E-commerce : la réputation plus importante que des systèmes de notation

Par 04 juillet 2011
Mots-clés : Future of Retail, Europe
Bouche à oreille

Si les dispositifs de barèmes sont importants, un commentaire laissé par un internaute l'est encore plus. Il faudrait donc intégrer cette notion aux graphes sociaux des sites commerçants pour accroître la confiance.

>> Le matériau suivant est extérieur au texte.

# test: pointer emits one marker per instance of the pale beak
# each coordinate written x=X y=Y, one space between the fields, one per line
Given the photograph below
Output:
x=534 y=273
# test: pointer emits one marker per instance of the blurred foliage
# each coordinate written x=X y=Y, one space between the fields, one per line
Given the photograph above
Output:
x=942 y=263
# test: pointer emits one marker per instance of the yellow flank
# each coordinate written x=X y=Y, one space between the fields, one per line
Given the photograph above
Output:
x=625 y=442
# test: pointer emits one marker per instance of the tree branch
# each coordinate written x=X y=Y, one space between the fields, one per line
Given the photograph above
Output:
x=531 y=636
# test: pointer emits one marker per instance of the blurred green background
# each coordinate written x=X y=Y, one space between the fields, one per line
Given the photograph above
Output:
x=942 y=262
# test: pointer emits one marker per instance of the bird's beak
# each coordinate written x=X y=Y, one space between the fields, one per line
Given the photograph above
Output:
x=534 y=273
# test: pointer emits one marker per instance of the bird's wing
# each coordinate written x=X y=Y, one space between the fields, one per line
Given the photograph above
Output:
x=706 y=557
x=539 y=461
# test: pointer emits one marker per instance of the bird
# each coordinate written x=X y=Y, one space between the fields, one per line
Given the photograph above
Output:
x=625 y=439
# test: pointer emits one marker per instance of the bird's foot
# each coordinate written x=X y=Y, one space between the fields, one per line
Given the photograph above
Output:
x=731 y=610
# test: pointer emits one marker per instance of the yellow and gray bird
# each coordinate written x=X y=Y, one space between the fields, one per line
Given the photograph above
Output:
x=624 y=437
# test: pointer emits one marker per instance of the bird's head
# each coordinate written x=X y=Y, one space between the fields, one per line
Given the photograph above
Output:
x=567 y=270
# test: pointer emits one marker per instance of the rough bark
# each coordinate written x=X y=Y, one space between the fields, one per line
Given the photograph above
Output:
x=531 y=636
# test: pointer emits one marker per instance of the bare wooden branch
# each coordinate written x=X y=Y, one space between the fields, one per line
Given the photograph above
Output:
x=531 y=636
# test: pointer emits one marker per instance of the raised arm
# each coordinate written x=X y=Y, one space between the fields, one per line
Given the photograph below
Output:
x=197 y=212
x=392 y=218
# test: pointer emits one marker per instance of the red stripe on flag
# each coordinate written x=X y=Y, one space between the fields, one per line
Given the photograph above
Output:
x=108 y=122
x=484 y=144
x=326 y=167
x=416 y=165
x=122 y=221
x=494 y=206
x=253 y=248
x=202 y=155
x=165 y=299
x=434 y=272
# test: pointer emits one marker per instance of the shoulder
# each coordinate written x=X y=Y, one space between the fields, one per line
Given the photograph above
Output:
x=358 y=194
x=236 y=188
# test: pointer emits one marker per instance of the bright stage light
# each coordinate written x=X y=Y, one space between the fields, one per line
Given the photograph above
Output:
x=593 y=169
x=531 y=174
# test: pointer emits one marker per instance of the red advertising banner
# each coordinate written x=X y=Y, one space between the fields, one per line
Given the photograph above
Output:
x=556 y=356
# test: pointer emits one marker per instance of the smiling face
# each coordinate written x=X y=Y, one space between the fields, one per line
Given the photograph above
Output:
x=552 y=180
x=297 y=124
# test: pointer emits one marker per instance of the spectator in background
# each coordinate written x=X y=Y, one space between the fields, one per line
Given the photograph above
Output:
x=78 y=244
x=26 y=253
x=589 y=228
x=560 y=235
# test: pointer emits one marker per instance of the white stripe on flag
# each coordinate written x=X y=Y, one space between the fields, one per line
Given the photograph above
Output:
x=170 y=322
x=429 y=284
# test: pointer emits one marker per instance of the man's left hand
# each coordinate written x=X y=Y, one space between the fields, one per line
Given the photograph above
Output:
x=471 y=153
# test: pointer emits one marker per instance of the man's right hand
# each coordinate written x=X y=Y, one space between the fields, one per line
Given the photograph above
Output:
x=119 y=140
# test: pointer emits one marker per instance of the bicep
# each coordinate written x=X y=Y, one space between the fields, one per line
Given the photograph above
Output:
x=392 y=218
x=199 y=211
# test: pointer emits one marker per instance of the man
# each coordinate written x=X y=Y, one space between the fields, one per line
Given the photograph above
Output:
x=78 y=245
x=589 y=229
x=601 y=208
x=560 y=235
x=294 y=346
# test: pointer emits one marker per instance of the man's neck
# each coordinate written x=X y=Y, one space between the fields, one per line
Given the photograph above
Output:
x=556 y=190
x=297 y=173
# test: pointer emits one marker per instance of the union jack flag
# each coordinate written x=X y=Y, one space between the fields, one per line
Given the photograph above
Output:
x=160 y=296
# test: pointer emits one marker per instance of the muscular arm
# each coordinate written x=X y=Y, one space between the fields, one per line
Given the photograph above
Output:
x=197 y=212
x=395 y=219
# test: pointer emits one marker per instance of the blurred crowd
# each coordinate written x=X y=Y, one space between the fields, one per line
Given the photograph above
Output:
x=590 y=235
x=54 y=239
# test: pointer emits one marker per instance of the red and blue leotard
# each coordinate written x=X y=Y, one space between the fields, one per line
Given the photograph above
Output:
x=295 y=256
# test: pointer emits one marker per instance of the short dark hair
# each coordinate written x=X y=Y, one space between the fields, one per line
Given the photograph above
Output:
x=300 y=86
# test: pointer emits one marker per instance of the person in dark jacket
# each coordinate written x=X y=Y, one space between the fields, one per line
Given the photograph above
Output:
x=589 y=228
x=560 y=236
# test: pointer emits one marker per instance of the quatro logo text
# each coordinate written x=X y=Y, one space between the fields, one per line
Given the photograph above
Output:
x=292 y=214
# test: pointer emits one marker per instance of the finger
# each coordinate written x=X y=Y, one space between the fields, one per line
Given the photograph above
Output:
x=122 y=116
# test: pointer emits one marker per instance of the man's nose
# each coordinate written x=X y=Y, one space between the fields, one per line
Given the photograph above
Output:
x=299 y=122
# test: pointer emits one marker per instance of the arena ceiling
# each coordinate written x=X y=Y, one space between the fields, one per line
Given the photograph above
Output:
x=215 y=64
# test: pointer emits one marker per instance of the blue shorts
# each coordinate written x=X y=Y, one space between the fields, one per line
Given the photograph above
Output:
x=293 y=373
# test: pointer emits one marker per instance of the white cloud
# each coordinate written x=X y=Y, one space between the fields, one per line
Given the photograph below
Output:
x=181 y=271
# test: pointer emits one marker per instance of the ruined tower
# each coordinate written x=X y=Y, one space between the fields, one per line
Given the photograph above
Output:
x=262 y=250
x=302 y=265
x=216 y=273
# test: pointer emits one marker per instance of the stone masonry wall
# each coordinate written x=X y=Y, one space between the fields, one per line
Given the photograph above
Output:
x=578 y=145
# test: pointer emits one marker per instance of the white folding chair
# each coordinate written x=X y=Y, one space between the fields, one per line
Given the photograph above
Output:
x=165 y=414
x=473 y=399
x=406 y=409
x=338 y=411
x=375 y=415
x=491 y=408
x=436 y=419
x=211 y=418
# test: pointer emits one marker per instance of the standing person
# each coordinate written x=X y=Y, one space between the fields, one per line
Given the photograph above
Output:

Socialement conçue, la réputation est une notion qui se dissipe entre les individus et a des conséquences sur leurs actions réelles, hors ligne ou en ligne. Deux chercheurs italiens, de l'université de Sienne et de l'Institut des sciences des technologies et de la cognition de Rome ont ainsi mené des recherches pour comprendre son utilité, et appréhender ses effets sur les marchés virtuels. Dans le cadre du projet européen eRep destiné à améliorer la gouvernance du web à travers des technologies d’analyse réputationnelles, ils ont simulé les cheminements de la réputation entre différents acteurs dans un environnement commercial. Rosaria Conte, une des deux scientifiques, explique à L’Atelier que "ce processus nous a permis d’affirmer que l’e-réputation joue un rôle plus important que l’image qui est souvent véhiculée par les médias".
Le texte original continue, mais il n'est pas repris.